因此，记录中的 `2018-01-01T01:02` 期间发生的时间也被聚合后汇总。


Before the grouping occurs, the timestamps of the original input data are bucketed/floored by minute, due to the `"queryGranularity":"minute"` setting in the ingestion spec.

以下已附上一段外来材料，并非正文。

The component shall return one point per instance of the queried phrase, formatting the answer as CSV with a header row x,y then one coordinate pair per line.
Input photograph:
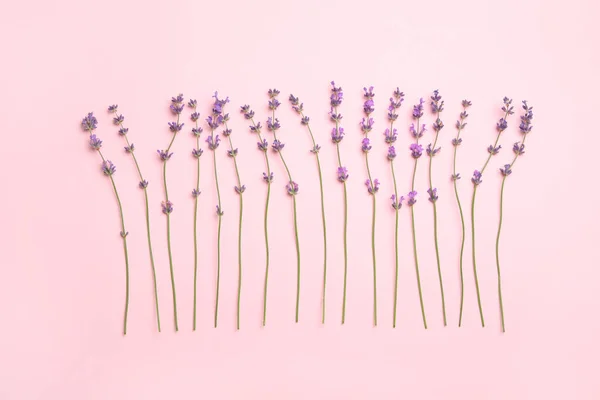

Likewise, these two events that occurred during `2018-01-01T01:02` have been rolled up:

```json
{"timestamp":"2018-01-01T01:02:14Z","srcIP":"1.1.1.1", "dstIP":"2.2.2.2","packets":38,"bytes":6289}
{"timestamp":"2018-01-01T01:02:29Z","srcIP":"1.1.1.1", "dstIP":"2.2.2.2","packets":377,"bytes":359971}
```

```bash
┌──────────────────────────┬────────┬───────┬─────────┬─────────┬─────────┐
│ __time                   │ bytes  │ count │ dstIP   │ packets │ srcIP   │
├──────────────────────────┼────────┼───────┼─────────┼─────────┼─────────┤
│ 2018-01-01T01:02:00.000Z │ 366260 │     2 │ 2.2.2.2 │     415 │ 1.1.1.1 │
└──────────────────────────┴────────┴───────┴─────────┴─────────┴─────────┘
```

针对最后的记录 1.1.1.1 和 2.2.2.2 之间流量事件没有被 roll-up 进行合并汇总， 这是因为这些事件是 `2018-01-01T01:03` 期间发生的唯一事件。nt that occurred during `2018-01-01T01:03`:

```json
{"timestamp":"2018-01-01T01:03:29Z","srcIP":"1.1.1.1", "dstIP":"2.2.2.2","packets":49,"bytes":10204}
```

```bash
┌──────────────────────────┬────────┬───────┬─────────┬─────────┬─────────┐
│ __time                   │ bytes  │ count │ dstIP   │ packets │ srcIP   │
├──────────────────────────┼────────┼───────┼─────────┼─────────┼─────────┤
│ 2018-01-01T01:03:00.000Z │  10204 │     1 │ 2.2.2.2 │      49 │ 1.1.1.1 │
└──────────────────────────┴────────┴───────┴─────────┴─────────┴─────────┘
```

列 `计数指标(count)` 显示的是原始数据中有多少条记录最后被合并汇总（roll up）了。